Un autre groupe issu de l’université de Californie à San-Diego a complété ces connaissances en montrant que le virus transmis est plus probablement un virus libre plutôt que transmis par une cellule infectée. Pour étudier cela, David Butler et son équipe ont analysé le matériel génétique viral provenant de quatre couples gay (hommes ayant des relations sexuelles avec des hommes) au sein desquels un des partenaires avait été très récemment infecté par l’autre. Ils ont ainsi comparé le virus transmis au matériel génétique d’origine viral retrouvé dans le sperme du transmetteur. Chez ce dernier, il s’agissait d’une part de virus libres et d’autre part de l’ADN proviral intégré dans les cellules infectées. Dans les quatre cas étudiés, la filiation du virus transmis est établie par une comparaison génétique comme indubitablement transmise des virus libres et non pas des cellules infectées. D’autres observations viennent compléter ce résultat. En effet, en comparant les protéines de surface des virus issues des deux sources possibles, ils constatent une différence de qualité pouvant servir d’explication à la sélection des virus transmis. Très laconique dans sa présentation, le chercheur ne manque en revanche pas d’un certain humour dans ses diapos, ce que l’assistance, imperturbable, n’a pas semblé relever. On a ainsi pu lire sur l’écran que « les variants transmis sexuellement sont plus gros, plus longs et uncut », ce dernier terme devant se traduire ici par non coupé, mais signifie aussi en anglais non circoncis. Les connaisseurs apprécieront.

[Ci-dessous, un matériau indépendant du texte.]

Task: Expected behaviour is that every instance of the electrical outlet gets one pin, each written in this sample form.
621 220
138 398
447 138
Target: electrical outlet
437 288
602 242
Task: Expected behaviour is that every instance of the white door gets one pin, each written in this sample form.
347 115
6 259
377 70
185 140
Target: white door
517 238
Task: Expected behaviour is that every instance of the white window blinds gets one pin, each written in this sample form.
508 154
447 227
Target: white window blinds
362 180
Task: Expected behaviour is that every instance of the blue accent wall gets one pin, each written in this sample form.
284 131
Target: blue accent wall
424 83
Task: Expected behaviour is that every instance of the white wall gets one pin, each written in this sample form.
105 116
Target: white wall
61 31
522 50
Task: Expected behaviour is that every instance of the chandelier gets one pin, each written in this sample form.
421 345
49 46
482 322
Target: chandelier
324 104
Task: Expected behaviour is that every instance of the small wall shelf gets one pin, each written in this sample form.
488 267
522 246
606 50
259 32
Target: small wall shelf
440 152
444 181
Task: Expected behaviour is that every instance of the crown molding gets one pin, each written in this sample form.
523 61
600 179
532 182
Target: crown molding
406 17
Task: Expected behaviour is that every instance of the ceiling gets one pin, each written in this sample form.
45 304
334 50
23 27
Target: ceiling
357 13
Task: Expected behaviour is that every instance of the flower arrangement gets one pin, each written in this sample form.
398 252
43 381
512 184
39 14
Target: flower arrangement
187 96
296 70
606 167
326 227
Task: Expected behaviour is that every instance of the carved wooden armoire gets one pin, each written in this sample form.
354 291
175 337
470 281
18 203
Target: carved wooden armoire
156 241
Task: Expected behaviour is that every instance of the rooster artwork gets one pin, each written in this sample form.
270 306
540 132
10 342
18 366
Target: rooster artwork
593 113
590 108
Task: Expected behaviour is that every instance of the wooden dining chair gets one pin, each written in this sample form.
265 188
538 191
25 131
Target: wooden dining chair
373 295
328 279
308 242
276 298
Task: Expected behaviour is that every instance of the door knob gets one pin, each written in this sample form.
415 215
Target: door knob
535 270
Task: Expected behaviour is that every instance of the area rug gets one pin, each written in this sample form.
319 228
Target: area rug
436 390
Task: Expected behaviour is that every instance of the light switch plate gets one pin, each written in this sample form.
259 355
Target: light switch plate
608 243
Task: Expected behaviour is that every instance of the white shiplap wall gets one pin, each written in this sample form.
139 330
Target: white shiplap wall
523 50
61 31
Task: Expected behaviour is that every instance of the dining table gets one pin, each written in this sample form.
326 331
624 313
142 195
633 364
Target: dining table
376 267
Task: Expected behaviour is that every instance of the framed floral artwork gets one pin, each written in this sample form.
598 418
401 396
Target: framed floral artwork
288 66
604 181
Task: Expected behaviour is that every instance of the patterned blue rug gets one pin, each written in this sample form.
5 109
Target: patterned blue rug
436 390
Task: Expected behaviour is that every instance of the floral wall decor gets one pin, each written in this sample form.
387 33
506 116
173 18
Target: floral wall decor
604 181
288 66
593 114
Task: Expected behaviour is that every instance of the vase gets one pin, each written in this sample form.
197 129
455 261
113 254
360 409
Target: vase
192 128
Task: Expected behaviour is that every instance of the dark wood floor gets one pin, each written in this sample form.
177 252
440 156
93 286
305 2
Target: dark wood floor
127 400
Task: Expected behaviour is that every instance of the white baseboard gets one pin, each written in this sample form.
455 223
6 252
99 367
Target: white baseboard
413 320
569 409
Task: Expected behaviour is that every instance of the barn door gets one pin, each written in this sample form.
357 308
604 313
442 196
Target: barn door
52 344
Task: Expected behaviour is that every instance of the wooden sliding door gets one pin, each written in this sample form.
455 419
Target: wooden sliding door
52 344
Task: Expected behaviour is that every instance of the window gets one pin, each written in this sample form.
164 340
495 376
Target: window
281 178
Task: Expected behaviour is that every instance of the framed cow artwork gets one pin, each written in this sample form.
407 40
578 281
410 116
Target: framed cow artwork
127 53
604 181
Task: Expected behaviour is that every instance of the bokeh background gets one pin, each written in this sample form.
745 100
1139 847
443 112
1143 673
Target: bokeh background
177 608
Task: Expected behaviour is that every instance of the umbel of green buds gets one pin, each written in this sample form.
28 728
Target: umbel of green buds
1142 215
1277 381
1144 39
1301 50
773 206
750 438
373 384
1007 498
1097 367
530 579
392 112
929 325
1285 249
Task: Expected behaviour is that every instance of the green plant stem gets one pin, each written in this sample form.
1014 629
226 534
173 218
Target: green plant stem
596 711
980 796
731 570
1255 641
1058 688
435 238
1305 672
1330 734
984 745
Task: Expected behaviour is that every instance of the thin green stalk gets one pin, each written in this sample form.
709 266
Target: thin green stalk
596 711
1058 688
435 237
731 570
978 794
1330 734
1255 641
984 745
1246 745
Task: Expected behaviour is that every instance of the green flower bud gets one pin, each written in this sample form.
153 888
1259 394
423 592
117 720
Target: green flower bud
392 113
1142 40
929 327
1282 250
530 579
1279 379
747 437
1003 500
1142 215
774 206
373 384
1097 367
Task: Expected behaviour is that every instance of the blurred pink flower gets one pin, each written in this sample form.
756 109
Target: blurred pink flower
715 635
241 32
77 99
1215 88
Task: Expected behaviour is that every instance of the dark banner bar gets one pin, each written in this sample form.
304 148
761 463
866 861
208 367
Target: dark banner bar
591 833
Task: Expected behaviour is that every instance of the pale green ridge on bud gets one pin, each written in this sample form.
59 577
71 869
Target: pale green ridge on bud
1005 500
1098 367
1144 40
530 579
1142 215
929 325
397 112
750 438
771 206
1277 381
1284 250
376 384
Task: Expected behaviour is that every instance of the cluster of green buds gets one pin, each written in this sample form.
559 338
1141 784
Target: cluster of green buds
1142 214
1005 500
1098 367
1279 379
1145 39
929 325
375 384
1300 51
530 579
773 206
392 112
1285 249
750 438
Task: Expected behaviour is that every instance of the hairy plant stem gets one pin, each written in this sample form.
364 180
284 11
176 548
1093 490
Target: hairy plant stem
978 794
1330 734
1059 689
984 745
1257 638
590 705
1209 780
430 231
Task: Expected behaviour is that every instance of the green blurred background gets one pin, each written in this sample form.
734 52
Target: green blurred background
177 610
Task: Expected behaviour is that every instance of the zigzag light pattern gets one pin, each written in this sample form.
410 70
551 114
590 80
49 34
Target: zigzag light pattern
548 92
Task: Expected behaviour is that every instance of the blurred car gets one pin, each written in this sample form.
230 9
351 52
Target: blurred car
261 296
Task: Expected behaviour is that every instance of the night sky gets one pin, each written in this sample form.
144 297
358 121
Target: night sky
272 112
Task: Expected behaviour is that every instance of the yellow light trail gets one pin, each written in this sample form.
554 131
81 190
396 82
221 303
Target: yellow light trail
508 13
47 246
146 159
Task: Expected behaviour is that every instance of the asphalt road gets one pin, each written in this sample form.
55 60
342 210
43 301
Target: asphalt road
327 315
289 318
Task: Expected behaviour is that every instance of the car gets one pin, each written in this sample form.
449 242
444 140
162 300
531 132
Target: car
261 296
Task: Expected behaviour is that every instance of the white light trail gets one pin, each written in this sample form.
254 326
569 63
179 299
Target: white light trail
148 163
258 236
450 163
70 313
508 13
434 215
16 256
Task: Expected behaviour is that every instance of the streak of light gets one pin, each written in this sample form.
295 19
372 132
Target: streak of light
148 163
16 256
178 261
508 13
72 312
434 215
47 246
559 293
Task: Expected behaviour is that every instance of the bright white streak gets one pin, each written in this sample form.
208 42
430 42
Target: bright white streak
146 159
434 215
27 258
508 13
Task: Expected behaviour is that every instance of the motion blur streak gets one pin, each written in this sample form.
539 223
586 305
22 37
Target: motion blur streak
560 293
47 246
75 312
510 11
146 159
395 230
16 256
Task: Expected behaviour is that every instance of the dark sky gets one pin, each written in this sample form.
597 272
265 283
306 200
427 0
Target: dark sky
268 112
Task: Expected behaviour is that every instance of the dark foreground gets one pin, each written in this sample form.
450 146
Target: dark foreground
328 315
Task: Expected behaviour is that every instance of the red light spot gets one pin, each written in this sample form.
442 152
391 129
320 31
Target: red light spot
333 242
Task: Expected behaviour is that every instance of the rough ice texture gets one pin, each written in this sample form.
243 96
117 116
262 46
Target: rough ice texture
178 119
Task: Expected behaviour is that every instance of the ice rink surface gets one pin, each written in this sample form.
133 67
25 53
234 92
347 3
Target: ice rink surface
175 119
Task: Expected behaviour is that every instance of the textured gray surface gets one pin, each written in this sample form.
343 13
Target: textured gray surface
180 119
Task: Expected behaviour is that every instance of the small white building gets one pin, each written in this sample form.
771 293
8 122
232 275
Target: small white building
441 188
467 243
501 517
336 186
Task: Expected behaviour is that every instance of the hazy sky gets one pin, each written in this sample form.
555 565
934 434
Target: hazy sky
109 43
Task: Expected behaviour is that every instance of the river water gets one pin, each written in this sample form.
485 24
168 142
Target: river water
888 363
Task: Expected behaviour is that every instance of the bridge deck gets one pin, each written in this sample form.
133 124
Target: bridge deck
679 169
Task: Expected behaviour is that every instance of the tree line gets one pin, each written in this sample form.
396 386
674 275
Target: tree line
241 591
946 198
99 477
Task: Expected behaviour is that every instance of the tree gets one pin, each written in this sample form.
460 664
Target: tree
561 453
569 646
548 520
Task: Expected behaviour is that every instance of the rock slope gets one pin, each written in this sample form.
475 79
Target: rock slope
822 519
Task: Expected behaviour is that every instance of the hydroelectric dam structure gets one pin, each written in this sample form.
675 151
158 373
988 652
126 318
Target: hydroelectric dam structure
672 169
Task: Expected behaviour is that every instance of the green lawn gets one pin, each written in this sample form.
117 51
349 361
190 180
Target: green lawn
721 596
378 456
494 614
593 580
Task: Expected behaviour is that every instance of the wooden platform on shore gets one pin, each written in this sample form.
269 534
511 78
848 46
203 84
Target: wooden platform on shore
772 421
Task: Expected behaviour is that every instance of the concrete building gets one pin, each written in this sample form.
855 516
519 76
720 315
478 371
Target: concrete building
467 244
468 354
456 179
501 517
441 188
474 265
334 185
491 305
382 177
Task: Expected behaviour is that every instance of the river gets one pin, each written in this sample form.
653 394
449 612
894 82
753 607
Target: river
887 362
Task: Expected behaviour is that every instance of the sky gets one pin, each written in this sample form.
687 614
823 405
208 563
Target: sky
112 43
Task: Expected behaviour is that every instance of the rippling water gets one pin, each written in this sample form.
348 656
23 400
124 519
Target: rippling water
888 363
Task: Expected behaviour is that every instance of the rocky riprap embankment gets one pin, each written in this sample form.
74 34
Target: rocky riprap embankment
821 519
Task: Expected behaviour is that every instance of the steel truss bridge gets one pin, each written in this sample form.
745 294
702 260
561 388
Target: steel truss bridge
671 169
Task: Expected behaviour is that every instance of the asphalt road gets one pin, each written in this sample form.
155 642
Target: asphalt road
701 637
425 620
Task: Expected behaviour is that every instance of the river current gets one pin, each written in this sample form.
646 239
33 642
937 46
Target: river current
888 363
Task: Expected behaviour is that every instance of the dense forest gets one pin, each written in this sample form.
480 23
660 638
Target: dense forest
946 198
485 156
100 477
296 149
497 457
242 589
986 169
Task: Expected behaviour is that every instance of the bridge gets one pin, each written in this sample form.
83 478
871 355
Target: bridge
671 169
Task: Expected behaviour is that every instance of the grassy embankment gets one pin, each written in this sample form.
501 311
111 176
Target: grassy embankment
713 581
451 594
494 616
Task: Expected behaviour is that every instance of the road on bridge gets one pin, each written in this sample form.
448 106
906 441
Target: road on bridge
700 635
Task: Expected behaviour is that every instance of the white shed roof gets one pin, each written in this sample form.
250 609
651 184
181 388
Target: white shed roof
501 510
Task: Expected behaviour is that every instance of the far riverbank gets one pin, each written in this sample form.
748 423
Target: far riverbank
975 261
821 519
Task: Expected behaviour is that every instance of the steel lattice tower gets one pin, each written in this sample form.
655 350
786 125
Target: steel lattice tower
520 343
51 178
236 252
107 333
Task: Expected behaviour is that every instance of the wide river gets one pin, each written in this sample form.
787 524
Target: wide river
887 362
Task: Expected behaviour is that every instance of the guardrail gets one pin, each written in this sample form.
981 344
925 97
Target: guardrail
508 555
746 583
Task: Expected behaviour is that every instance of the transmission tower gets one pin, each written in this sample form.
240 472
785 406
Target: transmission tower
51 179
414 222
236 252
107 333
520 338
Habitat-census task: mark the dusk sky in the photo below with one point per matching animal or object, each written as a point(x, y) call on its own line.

La connaissance de ces mécanismes vient compléter le modèle de la transmission sexuelle du VIH. C’est ce type de connaissances qui permet aux équipes travaillant dans les différents domaines de recherche de techniques préventives, en particulier la mise au point de vaccins ou de microbicides, d’affiner leurs travaux.
Les anglophones peuvent aisément suivre ces sessions, image et son, sur le site de la conférence, grâce à un magnifique webcast.